By Jean-Philippe Legault, guest contributor

A few weeks ago, I came across an article where the author predicted a major decline in the stock markets. Reading this article gave me goosebumps. Make no mistake, my dread came not from his negative conclusion, but rather from the process used to arrive at it.

Without going into too much detail, the author had developed a “model” that told him that the stock markets would decline. His model was developed by comparing historical returns of the S&P 500 with certain periods of the US presidential cycle. It also combined different economic measures that showed that current levels bear a strong resemblance to those of 2000 and 2008. In other words, it used a wealth of historical data that served to support its conclusion that we were about to experience a correction.

We must be careful with this type of model and analysis since we often find the “multiple data bias”, more commonly called the “data-mining bias”. To help you better understand data mining, I will explain the birthday paradox.

The Birthday Paradox

Imagine that you work in a small company and a new boss has just been appointed. How likely are you to have the same birthday as your new boss? The answer: 0.27%, or 1 in 365.25 days (including the leap year). The probability is therefore very low. Now, what is the probability that two people have the same birthday in your company made up of 23 people? The answer: nearly 50%!
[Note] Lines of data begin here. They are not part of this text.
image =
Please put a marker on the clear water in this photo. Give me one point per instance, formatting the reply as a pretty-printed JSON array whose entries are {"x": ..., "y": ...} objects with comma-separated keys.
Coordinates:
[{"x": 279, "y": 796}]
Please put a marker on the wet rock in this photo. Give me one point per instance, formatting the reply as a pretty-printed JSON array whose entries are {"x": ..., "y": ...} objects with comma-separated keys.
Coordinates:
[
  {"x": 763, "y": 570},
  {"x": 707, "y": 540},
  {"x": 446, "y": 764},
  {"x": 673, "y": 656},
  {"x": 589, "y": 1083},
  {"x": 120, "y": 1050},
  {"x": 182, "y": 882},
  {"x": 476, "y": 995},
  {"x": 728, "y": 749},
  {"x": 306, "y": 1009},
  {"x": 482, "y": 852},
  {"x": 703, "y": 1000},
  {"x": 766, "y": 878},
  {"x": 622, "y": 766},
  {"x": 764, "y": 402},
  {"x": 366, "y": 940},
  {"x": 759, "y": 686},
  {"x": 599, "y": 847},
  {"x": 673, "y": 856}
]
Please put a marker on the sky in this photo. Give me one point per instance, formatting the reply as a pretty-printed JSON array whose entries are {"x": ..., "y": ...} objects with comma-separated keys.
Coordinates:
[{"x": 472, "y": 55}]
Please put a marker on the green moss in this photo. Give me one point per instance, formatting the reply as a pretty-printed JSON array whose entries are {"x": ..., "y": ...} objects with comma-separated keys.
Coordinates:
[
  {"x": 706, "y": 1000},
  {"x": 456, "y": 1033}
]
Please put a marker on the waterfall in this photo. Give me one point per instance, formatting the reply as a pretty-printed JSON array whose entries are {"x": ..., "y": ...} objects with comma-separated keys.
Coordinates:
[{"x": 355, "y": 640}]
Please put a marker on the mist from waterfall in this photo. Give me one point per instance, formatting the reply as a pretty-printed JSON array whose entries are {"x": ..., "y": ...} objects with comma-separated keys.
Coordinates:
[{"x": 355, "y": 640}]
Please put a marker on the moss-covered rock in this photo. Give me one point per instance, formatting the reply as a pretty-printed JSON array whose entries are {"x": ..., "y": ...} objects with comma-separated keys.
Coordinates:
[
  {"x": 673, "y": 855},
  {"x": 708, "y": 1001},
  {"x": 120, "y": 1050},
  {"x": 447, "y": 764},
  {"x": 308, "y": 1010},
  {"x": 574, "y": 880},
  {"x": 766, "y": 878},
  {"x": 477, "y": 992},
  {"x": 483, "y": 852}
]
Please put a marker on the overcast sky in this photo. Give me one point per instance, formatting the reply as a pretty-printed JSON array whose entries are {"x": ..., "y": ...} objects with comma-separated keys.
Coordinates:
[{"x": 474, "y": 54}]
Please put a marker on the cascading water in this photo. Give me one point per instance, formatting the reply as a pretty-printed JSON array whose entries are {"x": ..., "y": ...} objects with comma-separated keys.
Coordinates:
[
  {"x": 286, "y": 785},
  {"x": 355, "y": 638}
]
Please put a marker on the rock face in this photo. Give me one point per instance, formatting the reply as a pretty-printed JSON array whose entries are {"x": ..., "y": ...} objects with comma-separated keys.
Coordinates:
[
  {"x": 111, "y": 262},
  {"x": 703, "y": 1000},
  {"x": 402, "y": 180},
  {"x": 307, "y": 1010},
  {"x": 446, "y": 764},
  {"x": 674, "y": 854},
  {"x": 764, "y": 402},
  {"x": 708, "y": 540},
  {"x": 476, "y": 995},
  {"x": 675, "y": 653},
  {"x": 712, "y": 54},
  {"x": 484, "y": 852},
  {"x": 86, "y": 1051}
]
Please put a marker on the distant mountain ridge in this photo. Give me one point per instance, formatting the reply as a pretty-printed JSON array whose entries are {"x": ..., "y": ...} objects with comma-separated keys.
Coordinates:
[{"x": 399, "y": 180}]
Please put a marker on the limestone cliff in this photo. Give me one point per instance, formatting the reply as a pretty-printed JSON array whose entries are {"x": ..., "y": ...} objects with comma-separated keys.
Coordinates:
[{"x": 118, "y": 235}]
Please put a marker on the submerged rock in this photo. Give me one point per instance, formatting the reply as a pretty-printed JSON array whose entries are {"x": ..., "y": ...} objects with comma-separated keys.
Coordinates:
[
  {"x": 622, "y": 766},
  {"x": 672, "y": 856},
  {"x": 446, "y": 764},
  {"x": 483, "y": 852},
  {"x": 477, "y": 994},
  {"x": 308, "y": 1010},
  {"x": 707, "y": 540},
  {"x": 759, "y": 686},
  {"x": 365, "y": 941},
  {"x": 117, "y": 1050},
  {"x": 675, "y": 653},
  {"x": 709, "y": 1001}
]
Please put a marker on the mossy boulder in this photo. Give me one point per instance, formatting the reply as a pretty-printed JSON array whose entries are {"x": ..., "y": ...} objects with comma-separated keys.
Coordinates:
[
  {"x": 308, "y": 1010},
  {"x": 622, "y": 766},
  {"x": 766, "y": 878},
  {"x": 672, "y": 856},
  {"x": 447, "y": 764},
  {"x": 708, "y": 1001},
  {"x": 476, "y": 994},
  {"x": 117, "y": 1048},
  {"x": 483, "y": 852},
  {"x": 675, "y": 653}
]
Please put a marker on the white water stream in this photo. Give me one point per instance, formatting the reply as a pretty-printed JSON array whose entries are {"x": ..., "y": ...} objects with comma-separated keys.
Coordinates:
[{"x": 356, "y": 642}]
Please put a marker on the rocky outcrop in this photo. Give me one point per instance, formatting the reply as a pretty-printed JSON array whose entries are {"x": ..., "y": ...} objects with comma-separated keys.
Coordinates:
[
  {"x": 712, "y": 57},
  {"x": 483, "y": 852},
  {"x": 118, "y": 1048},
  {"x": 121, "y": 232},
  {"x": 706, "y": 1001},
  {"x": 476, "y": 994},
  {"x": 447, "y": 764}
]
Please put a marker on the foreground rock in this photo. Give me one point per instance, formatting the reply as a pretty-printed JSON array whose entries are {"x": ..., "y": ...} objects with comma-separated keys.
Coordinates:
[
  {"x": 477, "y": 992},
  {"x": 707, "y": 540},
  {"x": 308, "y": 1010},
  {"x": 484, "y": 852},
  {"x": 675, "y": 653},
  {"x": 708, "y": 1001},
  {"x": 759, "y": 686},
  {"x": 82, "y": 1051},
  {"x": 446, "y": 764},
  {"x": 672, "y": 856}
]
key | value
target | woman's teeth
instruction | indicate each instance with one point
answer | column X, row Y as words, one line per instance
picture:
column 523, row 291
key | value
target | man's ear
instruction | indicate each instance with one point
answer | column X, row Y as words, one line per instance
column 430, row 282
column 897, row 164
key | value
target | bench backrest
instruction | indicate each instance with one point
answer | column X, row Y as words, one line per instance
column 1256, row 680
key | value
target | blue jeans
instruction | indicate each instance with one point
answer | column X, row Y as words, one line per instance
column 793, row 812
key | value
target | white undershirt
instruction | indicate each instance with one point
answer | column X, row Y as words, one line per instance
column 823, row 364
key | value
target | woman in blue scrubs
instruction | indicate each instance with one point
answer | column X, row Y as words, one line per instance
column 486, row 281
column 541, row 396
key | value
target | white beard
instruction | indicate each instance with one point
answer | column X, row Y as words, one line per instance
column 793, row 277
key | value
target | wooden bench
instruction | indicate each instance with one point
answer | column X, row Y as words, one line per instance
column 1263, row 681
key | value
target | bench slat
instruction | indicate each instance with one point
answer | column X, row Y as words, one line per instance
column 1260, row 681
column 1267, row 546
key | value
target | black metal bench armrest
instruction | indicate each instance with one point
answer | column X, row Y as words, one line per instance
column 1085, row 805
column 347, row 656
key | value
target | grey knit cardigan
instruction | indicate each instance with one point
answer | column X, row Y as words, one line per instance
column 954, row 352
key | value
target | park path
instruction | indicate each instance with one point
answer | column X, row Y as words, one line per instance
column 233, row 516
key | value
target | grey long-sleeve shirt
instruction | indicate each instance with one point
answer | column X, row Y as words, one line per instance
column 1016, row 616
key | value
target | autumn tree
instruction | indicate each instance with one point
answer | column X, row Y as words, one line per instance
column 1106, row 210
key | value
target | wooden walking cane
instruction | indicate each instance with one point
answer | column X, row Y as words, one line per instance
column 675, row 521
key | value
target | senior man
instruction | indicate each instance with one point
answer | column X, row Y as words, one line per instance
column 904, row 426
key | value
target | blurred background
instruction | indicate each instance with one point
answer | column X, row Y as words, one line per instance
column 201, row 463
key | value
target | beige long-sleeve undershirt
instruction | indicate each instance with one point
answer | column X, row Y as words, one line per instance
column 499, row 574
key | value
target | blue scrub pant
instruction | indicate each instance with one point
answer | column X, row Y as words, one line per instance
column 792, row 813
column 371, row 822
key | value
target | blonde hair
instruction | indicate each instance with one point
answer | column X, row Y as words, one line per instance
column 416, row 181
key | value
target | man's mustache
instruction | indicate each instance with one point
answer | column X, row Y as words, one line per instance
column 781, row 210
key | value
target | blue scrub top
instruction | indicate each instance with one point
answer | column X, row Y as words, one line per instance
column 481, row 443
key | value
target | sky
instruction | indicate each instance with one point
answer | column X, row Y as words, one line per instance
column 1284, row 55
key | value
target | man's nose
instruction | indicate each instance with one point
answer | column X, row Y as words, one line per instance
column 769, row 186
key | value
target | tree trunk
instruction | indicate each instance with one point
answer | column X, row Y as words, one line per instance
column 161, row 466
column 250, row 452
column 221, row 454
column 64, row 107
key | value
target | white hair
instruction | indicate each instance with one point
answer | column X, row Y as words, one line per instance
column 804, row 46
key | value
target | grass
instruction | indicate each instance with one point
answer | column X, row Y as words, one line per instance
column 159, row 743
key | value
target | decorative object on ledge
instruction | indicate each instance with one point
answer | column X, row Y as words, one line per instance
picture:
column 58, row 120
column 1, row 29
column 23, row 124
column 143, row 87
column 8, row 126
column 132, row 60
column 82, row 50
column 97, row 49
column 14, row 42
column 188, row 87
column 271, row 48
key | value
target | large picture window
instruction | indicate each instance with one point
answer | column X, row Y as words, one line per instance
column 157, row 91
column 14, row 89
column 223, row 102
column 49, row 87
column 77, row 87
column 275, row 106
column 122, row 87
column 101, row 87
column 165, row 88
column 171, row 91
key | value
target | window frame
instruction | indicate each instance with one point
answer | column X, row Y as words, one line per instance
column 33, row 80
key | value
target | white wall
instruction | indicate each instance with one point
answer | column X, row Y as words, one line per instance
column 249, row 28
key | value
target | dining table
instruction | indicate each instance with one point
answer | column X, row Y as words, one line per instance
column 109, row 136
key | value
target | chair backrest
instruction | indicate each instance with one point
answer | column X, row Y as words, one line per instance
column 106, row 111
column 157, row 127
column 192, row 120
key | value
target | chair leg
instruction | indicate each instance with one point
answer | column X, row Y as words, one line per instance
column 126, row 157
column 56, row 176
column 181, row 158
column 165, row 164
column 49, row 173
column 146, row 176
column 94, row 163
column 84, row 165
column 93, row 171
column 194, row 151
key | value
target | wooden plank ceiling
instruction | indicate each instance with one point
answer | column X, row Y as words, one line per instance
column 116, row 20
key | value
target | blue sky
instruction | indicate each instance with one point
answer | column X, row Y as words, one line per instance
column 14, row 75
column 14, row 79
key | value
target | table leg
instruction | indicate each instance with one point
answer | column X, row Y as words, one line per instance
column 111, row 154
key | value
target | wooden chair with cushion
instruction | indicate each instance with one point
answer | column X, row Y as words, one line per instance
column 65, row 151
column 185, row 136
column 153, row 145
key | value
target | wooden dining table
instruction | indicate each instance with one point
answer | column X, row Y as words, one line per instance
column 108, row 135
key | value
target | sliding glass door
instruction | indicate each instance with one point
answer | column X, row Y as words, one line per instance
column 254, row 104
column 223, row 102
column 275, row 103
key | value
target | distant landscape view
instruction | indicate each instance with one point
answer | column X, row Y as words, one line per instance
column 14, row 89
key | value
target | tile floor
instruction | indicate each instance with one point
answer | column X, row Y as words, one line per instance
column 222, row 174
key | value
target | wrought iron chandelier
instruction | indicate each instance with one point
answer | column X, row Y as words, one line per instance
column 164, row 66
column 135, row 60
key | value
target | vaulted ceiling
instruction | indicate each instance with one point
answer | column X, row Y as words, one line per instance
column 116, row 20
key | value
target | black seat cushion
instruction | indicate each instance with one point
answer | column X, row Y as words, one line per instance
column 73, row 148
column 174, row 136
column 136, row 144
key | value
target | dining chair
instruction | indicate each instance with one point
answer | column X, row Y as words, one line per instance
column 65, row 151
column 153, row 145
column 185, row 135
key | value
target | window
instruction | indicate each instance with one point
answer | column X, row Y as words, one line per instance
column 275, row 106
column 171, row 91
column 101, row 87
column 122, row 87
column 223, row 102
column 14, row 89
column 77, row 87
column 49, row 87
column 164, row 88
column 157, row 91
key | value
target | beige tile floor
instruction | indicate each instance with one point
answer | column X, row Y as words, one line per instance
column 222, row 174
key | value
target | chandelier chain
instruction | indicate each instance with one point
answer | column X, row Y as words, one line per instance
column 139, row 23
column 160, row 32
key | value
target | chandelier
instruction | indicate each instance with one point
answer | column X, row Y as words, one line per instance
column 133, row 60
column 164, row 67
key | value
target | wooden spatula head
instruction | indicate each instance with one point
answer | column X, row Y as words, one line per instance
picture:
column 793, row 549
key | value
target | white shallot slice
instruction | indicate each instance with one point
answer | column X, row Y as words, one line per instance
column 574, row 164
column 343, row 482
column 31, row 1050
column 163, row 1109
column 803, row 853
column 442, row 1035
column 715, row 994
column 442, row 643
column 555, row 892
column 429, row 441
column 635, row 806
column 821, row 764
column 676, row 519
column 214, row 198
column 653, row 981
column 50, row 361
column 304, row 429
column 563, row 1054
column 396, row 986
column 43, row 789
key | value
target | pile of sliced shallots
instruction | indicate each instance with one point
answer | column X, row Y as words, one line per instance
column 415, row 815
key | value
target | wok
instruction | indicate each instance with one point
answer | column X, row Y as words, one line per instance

Such a high percentage may seem surprising, but it stems from the high number of potential relationships between each individual. There are no fewer than 253 possible relationships between these 23 individuals (individual 1 with individual 2, individual 1 with individual 3, etc.)

Since you have now mastered the concept, here is a new question. What is the probability that two individuals share the same birthday in a group of 50 people? The answer: 97%. Once again, the 1,225 possible relationships between these 50 individuals explain this high probability.

Seek and You Will Find

I am constantly fascinated by the amount of information and data in the financial universe. Thanks to technology, we can record, analyze, and compare all this data. So, with a bit of research, you will no doubt be able to find data that confirms your opinion or even financial data that seems to predict the future.

Besides making me smile, the 1995 analysis by David J. Leinweber, Ph.D. explains this point well. Mr. Leinweber had managed to find a very strong relationship between the variation of the S&P 500 and the production of butter in Bangladesh. The relationship with the S&P 500 became even better if we added the production of cheese in the United States.

Imagine me presenting this model to you and using this latest data to predict the movements of the S&P 500. You will surely laugh at me. Now imagine that data being inflation, GDP, interest rates, and even periods of the US presidential cycle. You will probably take me seriously.

Using economic data certainly makes more sense than butter in Bangladesh since there are definitely cause and effect relationships between the performance of the S&P 500 and the economy. However, some relationships can be mere chance.

That’s why I think it’s best to look at these historical “patterns” with caution. The explanation and reasoning behind building a model are certainly more important than the model itself.